Vera melanjutkan, “Sejak 2019, Danone Indonesia bersama Pemprov Jabar telah melakukan kolaborasi dalam upaya penanganan stunting pada 14 kab/kota prioritas di provinsi Jawa Barat. Upaya tersebut mencakup pemberdayaan kapasitas tenaga kesehatan dan kader posyandu, Puskesmas dan Rumah Sakit dalam hal edukasi pencegahan stunting, pendataan, monitoring, skrining gizi hingga evaluasi.” tambah Vera.

 

Prof. DR. Dr. Damayanti R. Sjarif, Sp.A (K), Ketua Pokja Antropometri Kementerian Kesehatan dan Dokter Spesialis Anak Konsultan Nutrisi & Penyakit Metabolik RSCM menyamakan persepsi dulu tentang definisi stunting. “Menurut WHO 2020, kondisi stunting adalah ketika panjang atau tinggi badan anak berada dibawah 2 simpang baku yang diklasifikasikan sebagai stunted dalam grafik WHO 2006, yang disebabkan oleh kekurangan gizi kronik.

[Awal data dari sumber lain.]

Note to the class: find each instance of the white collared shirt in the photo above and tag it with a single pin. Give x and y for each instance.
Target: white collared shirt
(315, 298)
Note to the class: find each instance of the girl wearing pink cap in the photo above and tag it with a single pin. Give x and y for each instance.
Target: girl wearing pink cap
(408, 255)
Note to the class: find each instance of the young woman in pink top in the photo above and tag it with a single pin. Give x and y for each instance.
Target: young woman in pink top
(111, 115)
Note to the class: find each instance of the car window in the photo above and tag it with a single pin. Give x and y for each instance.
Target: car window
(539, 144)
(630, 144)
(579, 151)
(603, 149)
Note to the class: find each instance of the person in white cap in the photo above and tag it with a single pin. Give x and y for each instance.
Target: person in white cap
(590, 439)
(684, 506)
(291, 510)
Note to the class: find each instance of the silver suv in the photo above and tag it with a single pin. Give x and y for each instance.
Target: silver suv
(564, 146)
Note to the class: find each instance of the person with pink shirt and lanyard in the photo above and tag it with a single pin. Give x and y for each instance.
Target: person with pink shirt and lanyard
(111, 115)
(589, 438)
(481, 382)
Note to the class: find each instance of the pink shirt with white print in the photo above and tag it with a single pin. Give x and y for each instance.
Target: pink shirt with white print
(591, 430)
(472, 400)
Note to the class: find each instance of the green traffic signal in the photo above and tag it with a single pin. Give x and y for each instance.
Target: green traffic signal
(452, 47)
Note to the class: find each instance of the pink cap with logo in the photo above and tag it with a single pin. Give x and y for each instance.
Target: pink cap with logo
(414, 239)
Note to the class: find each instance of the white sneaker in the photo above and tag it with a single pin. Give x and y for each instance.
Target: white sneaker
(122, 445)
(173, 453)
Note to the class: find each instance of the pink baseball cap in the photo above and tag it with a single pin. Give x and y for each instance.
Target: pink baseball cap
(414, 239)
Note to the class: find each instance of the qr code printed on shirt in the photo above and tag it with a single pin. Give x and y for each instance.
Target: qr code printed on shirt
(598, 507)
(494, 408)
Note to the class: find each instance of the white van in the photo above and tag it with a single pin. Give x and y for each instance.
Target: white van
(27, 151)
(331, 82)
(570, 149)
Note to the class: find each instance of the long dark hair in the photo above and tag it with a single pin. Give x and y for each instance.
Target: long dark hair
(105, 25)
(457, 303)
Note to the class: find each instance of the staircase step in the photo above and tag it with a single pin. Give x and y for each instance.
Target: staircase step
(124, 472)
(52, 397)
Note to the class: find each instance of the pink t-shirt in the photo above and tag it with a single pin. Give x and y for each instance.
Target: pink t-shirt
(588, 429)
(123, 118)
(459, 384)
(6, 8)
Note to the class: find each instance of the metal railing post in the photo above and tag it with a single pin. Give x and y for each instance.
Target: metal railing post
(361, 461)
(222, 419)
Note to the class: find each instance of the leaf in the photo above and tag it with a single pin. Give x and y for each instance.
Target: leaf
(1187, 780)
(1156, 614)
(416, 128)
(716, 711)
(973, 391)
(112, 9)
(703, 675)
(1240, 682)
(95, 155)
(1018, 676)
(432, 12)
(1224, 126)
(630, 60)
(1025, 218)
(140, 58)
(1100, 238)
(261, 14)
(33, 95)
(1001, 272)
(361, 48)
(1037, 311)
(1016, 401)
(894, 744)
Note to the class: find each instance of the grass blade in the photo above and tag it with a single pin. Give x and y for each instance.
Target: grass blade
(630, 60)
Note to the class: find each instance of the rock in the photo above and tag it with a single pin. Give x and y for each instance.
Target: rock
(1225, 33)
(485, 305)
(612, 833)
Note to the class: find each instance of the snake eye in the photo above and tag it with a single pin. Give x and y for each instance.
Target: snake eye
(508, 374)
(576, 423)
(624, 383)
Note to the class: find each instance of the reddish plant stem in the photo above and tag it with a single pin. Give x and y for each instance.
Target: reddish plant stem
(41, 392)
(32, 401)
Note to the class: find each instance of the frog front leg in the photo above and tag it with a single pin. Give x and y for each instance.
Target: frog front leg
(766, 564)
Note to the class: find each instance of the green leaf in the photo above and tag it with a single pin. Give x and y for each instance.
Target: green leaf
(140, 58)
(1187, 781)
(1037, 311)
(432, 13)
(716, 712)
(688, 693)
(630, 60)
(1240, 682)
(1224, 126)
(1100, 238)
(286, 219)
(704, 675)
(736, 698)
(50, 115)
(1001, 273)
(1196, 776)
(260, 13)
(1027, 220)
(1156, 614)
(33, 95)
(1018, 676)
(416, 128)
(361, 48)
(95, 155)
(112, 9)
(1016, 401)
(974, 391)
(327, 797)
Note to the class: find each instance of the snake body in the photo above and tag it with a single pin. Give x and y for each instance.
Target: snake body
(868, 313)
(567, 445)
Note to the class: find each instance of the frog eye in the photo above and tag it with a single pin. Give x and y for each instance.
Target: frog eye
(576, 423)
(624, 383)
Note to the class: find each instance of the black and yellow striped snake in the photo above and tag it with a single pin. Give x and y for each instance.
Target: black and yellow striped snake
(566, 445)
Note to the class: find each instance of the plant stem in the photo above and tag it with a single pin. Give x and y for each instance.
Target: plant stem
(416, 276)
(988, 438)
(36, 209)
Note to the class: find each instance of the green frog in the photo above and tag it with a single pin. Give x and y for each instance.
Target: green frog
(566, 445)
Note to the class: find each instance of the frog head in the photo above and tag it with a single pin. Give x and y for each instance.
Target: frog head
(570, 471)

Kekurangan gizi kronik dapat merupakan akibat asupan nutrisi yang tidak memadai; misalnya karena kemiskinan, penelantaran atau ketidaktahuan, dan peningkatan kebutuhan gizi yang tidak terpenuhi akibat sering sakit misalnya diare kronik akibat sanitasi buruk, ISPA berulang akibat tidak diimunisasi, atau kondisi/penyakit tertentu yang memerlukan diet khusus misalnya bayi yang sangat prematur, alergi makanan, kelainan metabolisme bawaan, penyakit jantung bawaan, dan lainnya.”

 

“Tatalaksana stunting tentu saja disesuaikan dengan penyebabnya, Sebenarnya perawakan pendek merupakan pertanda terjadinya masalah kekurangan gizi kronik yang lebih besar yaitu menurunnya kemampuan kognitif serta meningkatnya risiko Penyakit Tidak Menular (obesitas, diabetes, penyakit jantung koroner, hipertensi dll) di usia dewasa. Kedua hal ini yang menentukan kualitas SDM suatu bangsa. Pelbagai penelitian menunjukkan bahwa stunting dapat menurunkan IQ sampai 20 poin, Penurunan kecerdasan ini masih mungkin dikoreksi sebelum usia 2 tahun, dibuktikan oleh beberapa penelitian bahwa kombinasi perbaikan asupan nutrisi yang disertai stimulasi dapat mengoreksi IQ yang sudah terlanjur turun sekitar 90%, tetapi jika pada usia 2 tahun tinggi badan masih dibawah -2 simpang baku maka akan sulit mengejar ketinggalan tersebut bahkan jika masih berada dibawah -3 simpang baku berisiko memerlukan pendidikan khusus. WHO menegaskan bahwa stunting sulit ditatalaksana tetapi pencegahan sangat dapat diupayakan,” jelas Prof. Damayanti.

 

Beberapa penelitian menunjukkan bahwa kekurangan asupan protein hewani (sumber asam amino esensial yang lengkap dengan bioavailabilitas tinggi) dalam MPASI anak berusia 6-24 bulan merupakan penyebab tingginya angka kejadian stunting di 49 negara. Sumber protein hewani adalah telur, ikan, ayam, daging sapi/kambing, susu termasuk Pangan untuk Keperluan Medis Khusus. Penelitian di Equador membuktikan bahwa konsumsi tambahan sebutir telur sehari selama 6 bulan dapat menurunkan stunting sekitar 47%. Selain itu penelitian yang dilakukan oleh WHO juga menunjukkan bahwa intervensi segera pada seorang anak yang mengalami weight faltering (kenaikan berat badan per bulan dibawah standar) dapat mencegah stunting 34% di usia 1 tahun dan 24% diusia 2 tahun.

 

Prof. Damayanti menambahkan, “Berdasarkan bukti ilmiah diatas, dibuatlah strategi untuk menurunkan prevalensi stunting dan terpenting memberi kesempatan untuk mengoreksi kognitif sebelum 2 tahun dengan cara mensosialisasikan konsumsi protein hewani dalam MPASI anak 6-24 bulan dengan protein yang tersedia setempat dan terjangkau. Selanjutnya untuk mendeteksi weight faltering dilakukan pemantauan pertumbuhan di Posyandu serta dilakukan rujukan berjenjang ke fasilitas kesehatan yang lebih tinggi yaitu Puskesmas atau RSUD untuk mencari penyebab serta menatalaksana dengan tepat dan segera. Suatu sistem yang sudah ada sejak tahun 1980-an yang perlu diaktifkan kembali.”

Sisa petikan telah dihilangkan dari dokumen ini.